The Early Years 1899 - when eight men formed the Reading Glove and Mitten Manufacturing Company and began producing and selling knitted and silk gloves. 1914 - the company expanded into the manufacture of silk lingerie, and after three years of successful sales, they decided to conduct a contest to find a brand name for their lingerie line. The winner : "Vanity Fair." early 1920s - the rising success of the lingerie product line prompted Vanity Fair to discontinue its glove manufacturing operation and devote itself exclusively to the business of making lingerie.

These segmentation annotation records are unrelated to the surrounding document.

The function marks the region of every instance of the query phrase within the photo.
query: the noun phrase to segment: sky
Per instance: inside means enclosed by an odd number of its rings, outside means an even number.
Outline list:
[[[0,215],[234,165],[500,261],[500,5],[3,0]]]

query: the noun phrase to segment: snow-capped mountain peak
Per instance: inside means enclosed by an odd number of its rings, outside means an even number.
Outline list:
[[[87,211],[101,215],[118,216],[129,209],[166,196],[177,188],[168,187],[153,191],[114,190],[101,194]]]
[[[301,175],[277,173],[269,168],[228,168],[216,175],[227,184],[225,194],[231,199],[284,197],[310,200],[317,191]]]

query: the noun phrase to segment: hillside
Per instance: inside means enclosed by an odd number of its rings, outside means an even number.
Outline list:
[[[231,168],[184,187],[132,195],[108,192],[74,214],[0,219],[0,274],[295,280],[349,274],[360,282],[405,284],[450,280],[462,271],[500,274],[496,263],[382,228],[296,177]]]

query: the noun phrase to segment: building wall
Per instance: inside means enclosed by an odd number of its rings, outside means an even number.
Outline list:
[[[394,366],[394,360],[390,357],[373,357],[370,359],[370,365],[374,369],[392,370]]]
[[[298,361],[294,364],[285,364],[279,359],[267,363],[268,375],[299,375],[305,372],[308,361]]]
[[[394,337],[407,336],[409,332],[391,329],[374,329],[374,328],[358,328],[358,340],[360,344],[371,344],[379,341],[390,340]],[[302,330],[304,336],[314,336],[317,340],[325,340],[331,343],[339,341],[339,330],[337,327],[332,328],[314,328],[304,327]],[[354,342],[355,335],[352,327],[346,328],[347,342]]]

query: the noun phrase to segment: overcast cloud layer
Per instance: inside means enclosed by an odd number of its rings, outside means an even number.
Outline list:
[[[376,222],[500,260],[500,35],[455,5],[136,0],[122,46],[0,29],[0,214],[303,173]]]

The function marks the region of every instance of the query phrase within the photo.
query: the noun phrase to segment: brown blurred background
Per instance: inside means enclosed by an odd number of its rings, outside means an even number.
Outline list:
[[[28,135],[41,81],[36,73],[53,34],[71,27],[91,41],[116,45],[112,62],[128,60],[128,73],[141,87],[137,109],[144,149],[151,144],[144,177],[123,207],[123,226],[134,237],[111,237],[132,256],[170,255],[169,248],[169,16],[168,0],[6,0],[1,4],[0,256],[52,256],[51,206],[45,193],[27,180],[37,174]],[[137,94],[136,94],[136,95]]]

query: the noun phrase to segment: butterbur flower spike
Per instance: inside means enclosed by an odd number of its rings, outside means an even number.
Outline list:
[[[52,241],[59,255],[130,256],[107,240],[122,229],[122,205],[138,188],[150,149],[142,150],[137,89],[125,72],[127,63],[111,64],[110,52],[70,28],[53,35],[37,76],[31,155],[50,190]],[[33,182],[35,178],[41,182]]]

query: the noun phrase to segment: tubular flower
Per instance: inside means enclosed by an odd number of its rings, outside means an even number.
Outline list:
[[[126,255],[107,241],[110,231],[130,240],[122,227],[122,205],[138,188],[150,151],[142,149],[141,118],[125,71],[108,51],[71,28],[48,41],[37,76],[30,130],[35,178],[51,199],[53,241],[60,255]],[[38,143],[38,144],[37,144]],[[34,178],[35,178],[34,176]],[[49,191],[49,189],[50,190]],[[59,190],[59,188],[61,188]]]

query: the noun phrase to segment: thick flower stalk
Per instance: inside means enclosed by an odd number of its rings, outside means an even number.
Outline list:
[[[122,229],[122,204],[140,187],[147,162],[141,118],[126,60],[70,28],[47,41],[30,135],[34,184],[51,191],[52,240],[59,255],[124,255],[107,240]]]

Innovation and Expansion in the Mid-1900s 1950 - Vanity Fair became the first lingerie manufacturer to receive the Coty Award for Design for introducing products made from nylon tricot material. 1950s and early 1960s - the company achieved steady growth through its production of lingerie and foundation garments. 1958 - Overseas expansion began when Vanity Fair entered into an agreement with the U.K. firm Wolsey Ltd. to make Vanity Fairstyle lingerie under the brand Wolsey-Vanity Fair. A similar agreement was reached with an Australian firm the following year. 1962 - An International Division was created to help drive foreign expansion. 1967 - as sales growth for lingerie items was beginning to top off, Vanity Fair attempted to offset the effects by expanding into the robe and loungewear market

First Acquisitions in 1969; Emergence of VF Corporation late 1960s - Vanity Fair began its evolution into a multibrand clothing powerhouse under the leadership of Manford Lee. 1969 - acquired H.D. Lee Company, Inc., a manufacturer of men's and boys' jeans and casual pants and Berkshire International Corporation, one of the world's largest producers of women's hosiery. - changed its name to VF Corporation 1971- acquired Kay Windsor, Inc., a manufacturer of budget-priced, ready-to-wear women's dresses and sportswear. 1977 - a VF Corporation International Division was established to manage the company's growing operations overseas: export of Lee Company products to Europe and the Far East

An Industry Leader in the 1980s - entered the 1980s in a more profitable position than the two other major jeans makers, Levi Strauss & Co. and Blue Bell, Inc.; attributed to less dependence on foreign markets; earnings from other areas, such as lingerie; million-dollar investments in capital improvements; and tighter inventory controls. - Lee became VF's largest operating division - marketing strategy : set Lee apart from other jeans industry leaders by segmenting production into men's and women's lines - developed the Ms. Lee brand, which soon became the best-selling line of women's jeans in the United States. - increased spending for advertising, expanded the company's retail distribution channels, and increased the size of the VF sales force 1984 - acquired Modern Globe, Inc., a manufacturer of men's and women's cotton undergarments - purchased Bassett-Walker, Inc., a producer of fleece activewear

1986 - VF became the United States' largest apparel manufacturer and domestic jeans supplier when it acquired the Blue Bell Holding Company, Inc., a competitor that was the producer of Wrangler jeans, the Rustler jeans product line, Jantzen and JanSport swimwear and sportswear, Red Kap occupational apparel, and licenses to the Marith and Franois Girbaud VF had grown considerably in size as a result of its acquisitions but the declining jeans sales finally caught up to it in 1989 due to: * its decision three years earlier to begin marketing its Lee jeans through mass merchandisers and discount outlets. * moving into the discount realm ended up alienating department store buyers, who began refusing to carry the Lee line because of the lower-quality image it now possessed. * no advertising support given to retail stores where low-cost importers with widely recognized brand names and large consumer advertising budgets dominated * growing popularity of a new line of casual men's apparel called Dockers by Levi Strauss. * did not change its basic Lee Rider style; neglected to notice the advantage of new apparel trends.